We Sell Yak Fur

When you find yourself shaving a yak, stop, take a deep breath, and get back to your project.

Yak Shaving? I heard this analogy during my trip to the MIT Media Labs visit earlier this week. Jean Baptiste told a great story of what Yak Shaving is. Let's see if I can re-create it:

You want to do something like walk your dog. But first you have to put on your shoes. But they're buried underneath a pile of clothes so you have to clean the room. To do that you have to get out the vacuum. But before you can do that you have to... You see where this might lead: soon you find yourself in a field shaving a yak.
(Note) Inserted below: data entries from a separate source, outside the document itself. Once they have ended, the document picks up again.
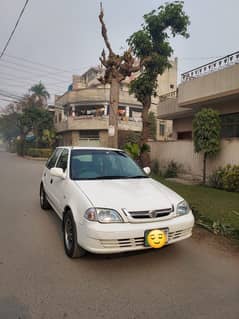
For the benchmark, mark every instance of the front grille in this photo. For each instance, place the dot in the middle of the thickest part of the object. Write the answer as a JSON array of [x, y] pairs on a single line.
[[151, 213], [123, 243]]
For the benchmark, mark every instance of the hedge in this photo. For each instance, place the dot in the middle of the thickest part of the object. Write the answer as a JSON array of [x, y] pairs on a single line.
[[38, 152]]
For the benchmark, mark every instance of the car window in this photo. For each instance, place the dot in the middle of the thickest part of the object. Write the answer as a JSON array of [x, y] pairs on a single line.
[[102, 164], [63, 159], [52, 160]]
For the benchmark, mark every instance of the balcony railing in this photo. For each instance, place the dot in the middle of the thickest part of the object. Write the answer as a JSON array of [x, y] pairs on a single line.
[[170, 95], [216, 65]]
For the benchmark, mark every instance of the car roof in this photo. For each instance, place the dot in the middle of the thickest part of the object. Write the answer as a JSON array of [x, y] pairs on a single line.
[[89, 148]]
yak shaving by LiminalMike.

Pulled from LiminalMike's flikr page

Here's a SparkFun analogy: You want to build a big/cool/fire project, but a small part of your project uses an accelerometer. You could build it yourself:

  1. RTFM of the ADXL345
  2. Order some parts from Digikey or samples from ADI (free is good!)
  3. Layout a PCB and fab it
  4. Solder that thing to the PCB
  5. Write code to make it work

Now we realize that all of this is possible and we like to show people that they can do it themselves (SMD soldering, PCB layout, coding, etc). But what happens when something doesn't work? Was it the layout of the PCB? Did I solder it correctly (ahhhg! Is that joint soldered or not?!). Did I setup the pin correctly, or is it my code?! If the accelerometer was a small part of the overall project, you're really spending a lot of time on a small aspect of the project. The other option is to buy a breakout board (from us or anyone). The benefits:

  1. The layout is proven
  2. The board is tested, soldering is good
  3. There is usually example code to get you started

At SparkFun, we sell yak fur to take you one step in the forward direction. We realized long ago that people have ideas and they need to get those idea implemented. Concentrate on your project and don't let the details hold you back too much.
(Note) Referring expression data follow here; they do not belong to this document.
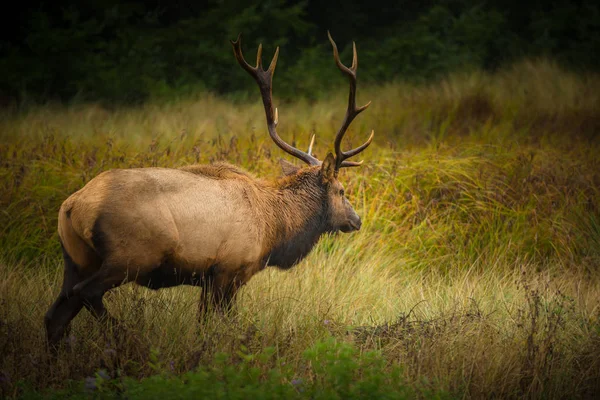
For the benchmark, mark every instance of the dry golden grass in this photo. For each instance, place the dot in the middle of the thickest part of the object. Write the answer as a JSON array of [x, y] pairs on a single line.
[[476, 270]]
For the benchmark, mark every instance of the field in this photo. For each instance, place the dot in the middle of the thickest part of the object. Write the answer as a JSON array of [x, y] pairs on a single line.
[[476, 273]]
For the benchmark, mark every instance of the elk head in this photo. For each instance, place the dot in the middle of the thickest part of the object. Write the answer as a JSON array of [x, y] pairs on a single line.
[[340, 216]]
Anyone remember the story of Mozilla? They decided to scrap the entire code base and start over. But before they could start on the new code base, they needed a good bug tracker... Yak Shaving! Now good things can come from Yak Shaving (Bugzilla is decent), but don't get distracted from the prize. The original goal was to create something innovative but instead they took a few steps back.

Anyone know of other good yak shaving stories? Seth Godin does a pretty good job of explaining it as well. Perhaps your own adventures?